Suite101.com Media Inc.
- Company type: Publishing
- Industry: Internet
- Headquarters: Vancouver, British Columbia, Canada
- Products: information
- Website: suite101.com

= Suite101 =

Suite101 was a collaborative publishing site based in Vancouver, British Columbia, Canada. It formerly generated revenue from advertisements and shared that revenue with contributors; but effective November 1, 2013, that revenue sharing program was terminated.

== History ==
Suite101 was started in 1996 in Vancouver, British Columbia. The original founders included non-fiction and fiction writers who invited local writers to visit the site and post articles about a range of topics. The site continued for nearly a decade (1996–2005) by simply being a source for writers to share their knowledge. During this time, online courses called "Suite University" were offered in an attempt to create revenue for the company, but this effort did not survive.

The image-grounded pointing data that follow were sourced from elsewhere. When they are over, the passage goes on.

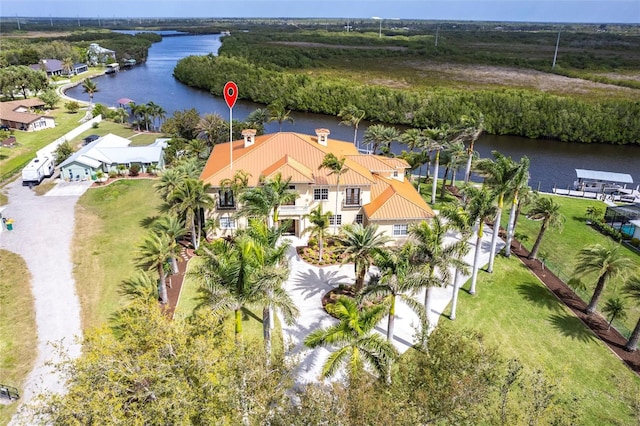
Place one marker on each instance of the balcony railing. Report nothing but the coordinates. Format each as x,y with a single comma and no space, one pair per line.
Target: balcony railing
293,210
348,203
225,206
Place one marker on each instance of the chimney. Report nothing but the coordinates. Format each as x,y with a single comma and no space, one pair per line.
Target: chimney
323,136
249,136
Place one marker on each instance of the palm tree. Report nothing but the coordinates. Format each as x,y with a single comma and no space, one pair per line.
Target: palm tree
548,211
433,255
519,184
632,290
188,199
89,87
153,253
395,281
357,343
499,175
481,206
319,225
336,167
280,114
67,66
225,278
460,220
351,116
435,141
358,244
172,227
614,308
140,287
212,127
375,136
606,262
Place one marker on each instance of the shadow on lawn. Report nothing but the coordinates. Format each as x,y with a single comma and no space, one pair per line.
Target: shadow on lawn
539,295
571,326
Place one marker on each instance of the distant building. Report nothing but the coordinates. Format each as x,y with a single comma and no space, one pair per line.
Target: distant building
20,115
107,153
97,55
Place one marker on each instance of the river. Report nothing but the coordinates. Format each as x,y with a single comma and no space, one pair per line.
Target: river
552,162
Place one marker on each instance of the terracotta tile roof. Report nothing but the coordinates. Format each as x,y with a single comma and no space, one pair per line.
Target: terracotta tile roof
378,163
269,150
287,166
396,200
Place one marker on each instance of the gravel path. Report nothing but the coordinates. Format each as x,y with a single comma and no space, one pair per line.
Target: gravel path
42,235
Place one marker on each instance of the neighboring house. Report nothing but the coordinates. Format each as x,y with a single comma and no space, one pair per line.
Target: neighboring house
50,66
373,190
109,152
97,55
19,115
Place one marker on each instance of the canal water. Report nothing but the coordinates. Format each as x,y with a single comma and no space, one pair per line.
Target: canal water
552,162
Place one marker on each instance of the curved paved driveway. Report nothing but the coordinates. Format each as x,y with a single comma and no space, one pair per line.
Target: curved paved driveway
42,235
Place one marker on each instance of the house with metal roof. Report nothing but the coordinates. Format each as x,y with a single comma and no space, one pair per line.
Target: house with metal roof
22,115
107,153
373,190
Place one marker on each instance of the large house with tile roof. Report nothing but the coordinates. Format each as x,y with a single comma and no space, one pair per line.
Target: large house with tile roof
373,190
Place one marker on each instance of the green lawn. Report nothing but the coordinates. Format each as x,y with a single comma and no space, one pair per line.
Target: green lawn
18,337
108,229
251,320
523,320
560,249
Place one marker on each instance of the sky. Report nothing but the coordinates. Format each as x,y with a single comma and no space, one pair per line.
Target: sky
580,11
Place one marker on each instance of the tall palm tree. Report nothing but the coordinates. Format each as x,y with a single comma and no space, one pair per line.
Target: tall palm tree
395,282
433,254
153,254
89,87
547,211
606,262
499,175
336,167
357,344
375,136
225,278
632,290
434,140
460,220
319,225
358,244
213,128
280,114
481,206
519,184
172,227
188,199
351,116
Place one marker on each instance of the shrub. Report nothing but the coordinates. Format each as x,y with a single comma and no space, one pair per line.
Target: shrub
134,170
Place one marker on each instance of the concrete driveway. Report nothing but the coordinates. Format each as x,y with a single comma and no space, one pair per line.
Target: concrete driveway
307,284
42,235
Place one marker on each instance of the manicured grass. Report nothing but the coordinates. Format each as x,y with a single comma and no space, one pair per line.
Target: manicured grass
251,319
108,230
559,249
523,320
18,336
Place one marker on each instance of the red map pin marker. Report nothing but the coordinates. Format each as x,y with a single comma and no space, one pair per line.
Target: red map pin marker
230,94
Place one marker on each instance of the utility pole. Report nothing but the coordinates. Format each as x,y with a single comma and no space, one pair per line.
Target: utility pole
555,55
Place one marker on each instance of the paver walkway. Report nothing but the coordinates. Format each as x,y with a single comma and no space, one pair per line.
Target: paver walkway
307,284
42,235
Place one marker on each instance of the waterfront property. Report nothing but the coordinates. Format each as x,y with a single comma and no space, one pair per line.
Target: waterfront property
21,115
626,218
372,190
110,153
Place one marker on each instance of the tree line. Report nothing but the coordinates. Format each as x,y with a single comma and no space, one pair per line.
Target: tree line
517,112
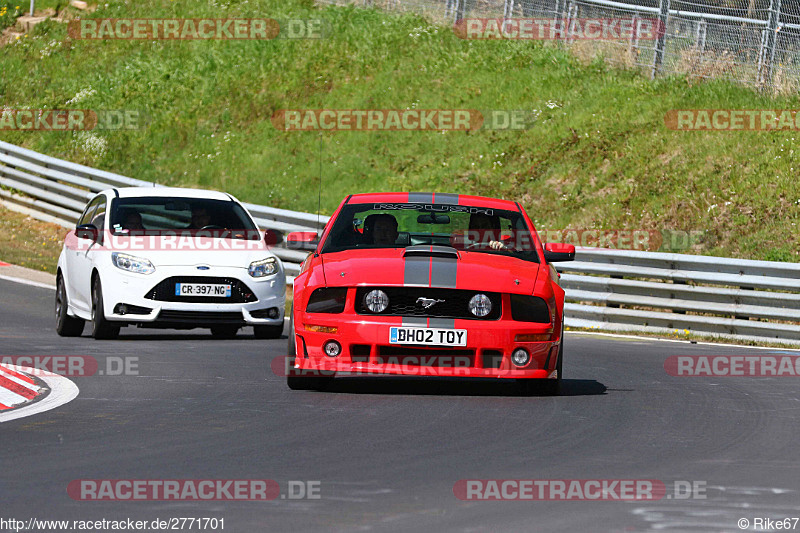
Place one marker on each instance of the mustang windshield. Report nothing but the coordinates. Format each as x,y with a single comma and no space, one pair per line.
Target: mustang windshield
469,228
159,215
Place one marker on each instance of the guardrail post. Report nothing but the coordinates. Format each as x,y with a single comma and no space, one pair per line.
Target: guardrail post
572,14
700,37
663,17
633,41
508,10
558,13
768,43
457,9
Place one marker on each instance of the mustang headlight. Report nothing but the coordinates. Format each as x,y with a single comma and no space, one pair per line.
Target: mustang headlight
480,305
132,263
327,300
376,301
264,267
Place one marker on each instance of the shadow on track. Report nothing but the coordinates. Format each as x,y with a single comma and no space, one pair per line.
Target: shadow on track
435,386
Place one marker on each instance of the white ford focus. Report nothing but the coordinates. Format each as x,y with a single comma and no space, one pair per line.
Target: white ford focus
169,258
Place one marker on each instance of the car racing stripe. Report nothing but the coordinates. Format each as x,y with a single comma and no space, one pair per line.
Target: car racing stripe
416,271
443,272
445,198
420,197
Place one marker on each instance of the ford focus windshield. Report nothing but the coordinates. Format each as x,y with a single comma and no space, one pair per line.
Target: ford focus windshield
468,228
200,216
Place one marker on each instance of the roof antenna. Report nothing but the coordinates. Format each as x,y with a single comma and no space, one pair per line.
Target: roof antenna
319,192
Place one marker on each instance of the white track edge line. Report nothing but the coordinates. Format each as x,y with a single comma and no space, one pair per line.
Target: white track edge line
28,282
704,343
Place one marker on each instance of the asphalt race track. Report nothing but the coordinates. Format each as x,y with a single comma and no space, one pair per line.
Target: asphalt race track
387,452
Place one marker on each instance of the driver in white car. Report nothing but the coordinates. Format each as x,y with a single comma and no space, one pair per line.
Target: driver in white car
200,217
486,228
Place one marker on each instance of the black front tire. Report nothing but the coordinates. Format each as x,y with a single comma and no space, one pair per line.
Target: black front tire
546,387
101,328
224,332
298,382
552,387
66,326
268,332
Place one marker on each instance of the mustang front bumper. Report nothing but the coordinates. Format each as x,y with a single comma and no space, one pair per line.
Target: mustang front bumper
365,347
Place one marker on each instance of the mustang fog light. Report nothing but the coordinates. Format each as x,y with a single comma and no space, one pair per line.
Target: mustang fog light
480,305
520,357
132,263
532,337
264,267
376,301
332,348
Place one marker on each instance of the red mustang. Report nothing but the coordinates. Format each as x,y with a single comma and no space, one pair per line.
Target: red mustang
428,284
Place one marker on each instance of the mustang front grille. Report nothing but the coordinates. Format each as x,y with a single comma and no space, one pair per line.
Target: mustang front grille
428,302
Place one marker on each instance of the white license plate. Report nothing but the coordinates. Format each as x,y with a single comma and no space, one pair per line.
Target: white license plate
202,289
428,336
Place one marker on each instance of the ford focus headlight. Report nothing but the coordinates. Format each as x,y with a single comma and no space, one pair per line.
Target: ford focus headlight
132,263
480,305
264,267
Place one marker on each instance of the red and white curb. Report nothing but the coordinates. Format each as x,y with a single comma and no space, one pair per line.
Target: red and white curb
21,396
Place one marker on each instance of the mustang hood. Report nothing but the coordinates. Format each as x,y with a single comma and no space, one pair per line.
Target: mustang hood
430,266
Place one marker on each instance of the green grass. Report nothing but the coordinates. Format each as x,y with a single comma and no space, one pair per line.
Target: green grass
599,154
28,242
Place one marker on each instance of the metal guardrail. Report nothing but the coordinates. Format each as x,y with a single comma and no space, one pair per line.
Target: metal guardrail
606,289
754,43
56,191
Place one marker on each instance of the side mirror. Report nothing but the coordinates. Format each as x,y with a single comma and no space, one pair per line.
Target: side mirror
556,251
302,240
87,231
273,237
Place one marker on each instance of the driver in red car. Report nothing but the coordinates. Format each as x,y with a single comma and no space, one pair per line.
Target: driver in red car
382,228
486,229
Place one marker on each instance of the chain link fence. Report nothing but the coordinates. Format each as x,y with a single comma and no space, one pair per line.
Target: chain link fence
752,42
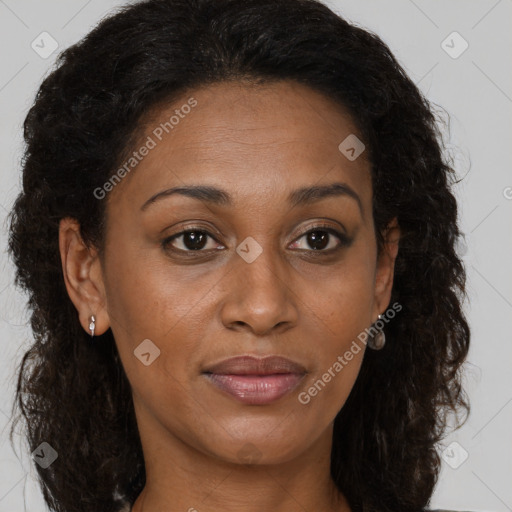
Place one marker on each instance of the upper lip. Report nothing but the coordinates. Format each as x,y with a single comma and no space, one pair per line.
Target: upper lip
250,365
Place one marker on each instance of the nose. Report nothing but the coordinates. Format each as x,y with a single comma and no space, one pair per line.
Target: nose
259,296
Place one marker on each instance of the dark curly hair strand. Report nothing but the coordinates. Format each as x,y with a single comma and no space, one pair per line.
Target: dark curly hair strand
85,117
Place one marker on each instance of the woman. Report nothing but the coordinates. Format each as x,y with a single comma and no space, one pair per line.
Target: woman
237,232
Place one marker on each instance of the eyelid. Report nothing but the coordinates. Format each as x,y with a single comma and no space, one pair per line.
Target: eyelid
344,239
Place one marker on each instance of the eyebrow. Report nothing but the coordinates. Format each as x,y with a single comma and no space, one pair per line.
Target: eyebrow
300,197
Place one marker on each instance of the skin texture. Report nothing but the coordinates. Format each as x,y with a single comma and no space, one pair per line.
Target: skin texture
258,143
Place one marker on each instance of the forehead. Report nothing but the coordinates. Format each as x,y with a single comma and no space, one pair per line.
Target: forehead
258,141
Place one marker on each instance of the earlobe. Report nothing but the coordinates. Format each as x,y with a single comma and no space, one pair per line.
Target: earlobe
81,276
386,266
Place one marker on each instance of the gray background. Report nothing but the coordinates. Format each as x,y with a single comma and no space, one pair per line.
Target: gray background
475,90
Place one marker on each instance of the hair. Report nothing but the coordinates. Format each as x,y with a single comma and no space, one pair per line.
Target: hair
87,112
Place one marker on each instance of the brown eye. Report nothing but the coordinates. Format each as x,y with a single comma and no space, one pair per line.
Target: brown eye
322,239
190,240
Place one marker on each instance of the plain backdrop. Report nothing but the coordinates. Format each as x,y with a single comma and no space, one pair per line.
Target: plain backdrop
458,52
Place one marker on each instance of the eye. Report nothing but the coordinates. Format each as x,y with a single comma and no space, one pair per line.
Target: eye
320,239
191,240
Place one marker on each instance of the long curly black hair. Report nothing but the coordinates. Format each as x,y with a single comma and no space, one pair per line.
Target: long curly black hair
86,114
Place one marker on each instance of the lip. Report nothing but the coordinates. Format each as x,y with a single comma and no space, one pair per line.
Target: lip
256,381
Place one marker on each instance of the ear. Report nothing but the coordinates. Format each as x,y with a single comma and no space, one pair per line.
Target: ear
386,268
83,276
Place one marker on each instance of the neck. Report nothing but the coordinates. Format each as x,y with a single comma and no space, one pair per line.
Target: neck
181,478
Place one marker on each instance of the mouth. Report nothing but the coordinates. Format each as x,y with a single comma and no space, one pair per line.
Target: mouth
256,381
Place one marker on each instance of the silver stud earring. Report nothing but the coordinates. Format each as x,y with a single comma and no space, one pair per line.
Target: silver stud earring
92,325
378,340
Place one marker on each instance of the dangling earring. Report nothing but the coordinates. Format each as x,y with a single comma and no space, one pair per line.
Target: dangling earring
92,325
377,341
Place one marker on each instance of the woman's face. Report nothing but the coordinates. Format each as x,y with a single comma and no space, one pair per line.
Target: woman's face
248,280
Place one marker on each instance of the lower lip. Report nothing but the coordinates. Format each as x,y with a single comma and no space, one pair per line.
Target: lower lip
256,389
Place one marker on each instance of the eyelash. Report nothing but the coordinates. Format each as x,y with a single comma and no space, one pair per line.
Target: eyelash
344,241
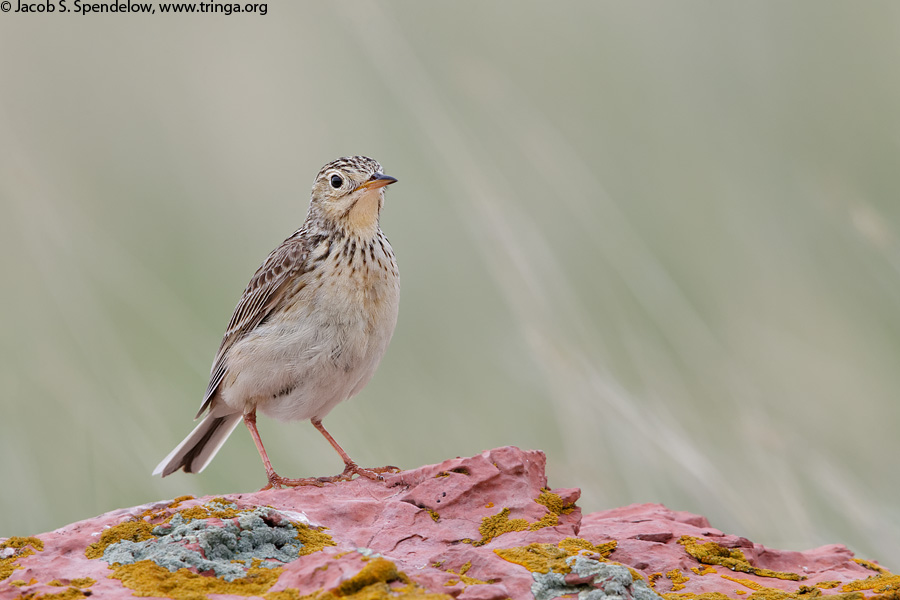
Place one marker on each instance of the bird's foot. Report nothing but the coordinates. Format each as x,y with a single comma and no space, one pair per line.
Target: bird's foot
353,469
276,481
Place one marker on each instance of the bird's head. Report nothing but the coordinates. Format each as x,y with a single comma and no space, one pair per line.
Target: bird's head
349,193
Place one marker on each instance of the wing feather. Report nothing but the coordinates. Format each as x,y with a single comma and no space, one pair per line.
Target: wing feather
260,297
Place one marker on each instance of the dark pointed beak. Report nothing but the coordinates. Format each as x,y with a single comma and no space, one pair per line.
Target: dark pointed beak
378,180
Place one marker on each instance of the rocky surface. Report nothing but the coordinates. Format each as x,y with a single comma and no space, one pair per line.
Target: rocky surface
479,528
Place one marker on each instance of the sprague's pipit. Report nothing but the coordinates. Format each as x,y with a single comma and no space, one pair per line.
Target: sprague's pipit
311,327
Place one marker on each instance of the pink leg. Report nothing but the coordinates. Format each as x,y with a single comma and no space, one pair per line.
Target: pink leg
275,480
351,468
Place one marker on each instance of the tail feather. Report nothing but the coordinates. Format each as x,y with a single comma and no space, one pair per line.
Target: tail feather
200,446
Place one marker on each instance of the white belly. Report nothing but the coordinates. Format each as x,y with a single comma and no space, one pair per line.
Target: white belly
318,354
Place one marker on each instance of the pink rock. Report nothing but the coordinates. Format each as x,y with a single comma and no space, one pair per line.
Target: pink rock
440,525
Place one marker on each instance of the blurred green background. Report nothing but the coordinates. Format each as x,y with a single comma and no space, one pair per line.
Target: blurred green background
657,240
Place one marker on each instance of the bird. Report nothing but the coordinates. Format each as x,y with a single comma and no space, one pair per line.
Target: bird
310,328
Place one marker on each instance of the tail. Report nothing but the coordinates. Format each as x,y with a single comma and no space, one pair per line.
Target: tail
198,448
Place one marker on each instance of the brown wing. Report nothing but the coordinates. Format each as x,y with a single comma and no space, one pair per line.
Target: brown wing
258,300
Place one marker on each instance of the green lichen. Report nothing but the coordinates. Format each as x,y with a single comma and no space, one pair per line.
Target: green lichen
22,547
711,553
134,531
872,566
595,579
243,549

By 2005, unique visitors to the site had reached four million per month. In 2006 the company was purchased by Canadian and German investors including Boris Wertz, a past founder of JustBooks.de and a previous COO at Abebooks.com. He was joined in the purchase by the digital media arm of Hubert Burda Media, one of Germany's leading publishing houses. Under this new leadership, Suite101 expanded its editorial team, in part by recruiting contract editors from book and magazine publishing. On the business model side, the site, under new CEO Peter Berger, added advertising to each article page through a partnership with Google AdSense.

In September 2008, Suite101 expanded into Europe by launching Suite101.de and establishing an office in Berlin. This was followed by launching Suite101.fr in France, and Suite101.net in Spain in 2009, and establishing offices in Paris and Madrid.

In November 2009, Suite101.com was named by comScore as one of the top 10 fastest growing websites based on US traffic growth.

In 2011, the effects of Google's Panda algorithm updates reduced Suite101's readership by 60%. Soon after, Suite101.com appointed Michael Kedda as CEO. Kedda relaunched the site in 2012 as a community-oriented publishing platform.

In March 2013, Suite101 ceased publishing articles as the team behind the site works on a new project.